Speaking on the military operation motives, Defense Minister Israel Katz said that Israel’s military escalated its operations to prevent “Iran’s proxy Hamas from establishing a new front in the occupied region”.

Another Palestinian became a victim of Israeli war tactics 

On the same, just a few streets away, another 21-year-old Palestinian woman was killed by the Israeli army. An explosive device it had planted detonated as she approached her front door.

Responding to her death, the Israeli army said that a wanted militant was in her house, compelling Israeli forces to break down the door. It said the woman did not leave despite the soldiers’ calls. The army said it “regrets any harm caused to uninvolved civilians.”

Ceasefire violation: says Hamas

Following the civilian killings and offensive military operations, Hamas announced that it would delay the next planned release of Israeli hostages from Gaza.

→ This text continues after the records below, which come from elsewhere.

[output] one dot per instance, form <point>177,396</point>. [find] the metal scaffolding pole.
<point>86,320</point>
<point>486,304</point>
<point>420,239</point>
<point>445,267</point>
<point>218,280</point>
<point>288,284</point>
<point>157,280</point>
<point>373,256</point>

The next handover of three hostages had been scheduled for Saturday, and families say time is running out for those still alive. Israel now awaits what comes from a security Cabinet meeting Tuesday morning, moved up in response to Monday’s Hamas announcement.

Hamas accused Israel of not holding up its end of the deal by not allowing Palestinians to return to northern Gaza, carrying out strikes across the territory and failing to facilitate the entry of aid.

A later Hamas statement called the postponement a “warning signal” to Israel and noted that five days remained for mediators – the United States, Qatar and Egypt — to pressure Israel to act: “The door remains open for the exchange to proceed as planned if Israel abides by its obligations.”

Israeli army’s ground brutality in West Bank

Across the occupied West Bank and east Jerusalem, at least 905 Palestinians have been killed by Israeli forces since Hamas’ October 7, 2023, attack triggered the war in Gaza, according to the Palestinian Health Ministry.

“The basic rules of fighting, of confronting the Palestinians, is different now,” said Maher Kanan, a member of the emergency response team in the nearby village of Anabta, describing what he sees as the army’s new attitude and tactics. “The displacement, the number of civilians killed, they are doing here what they did in Gaza.”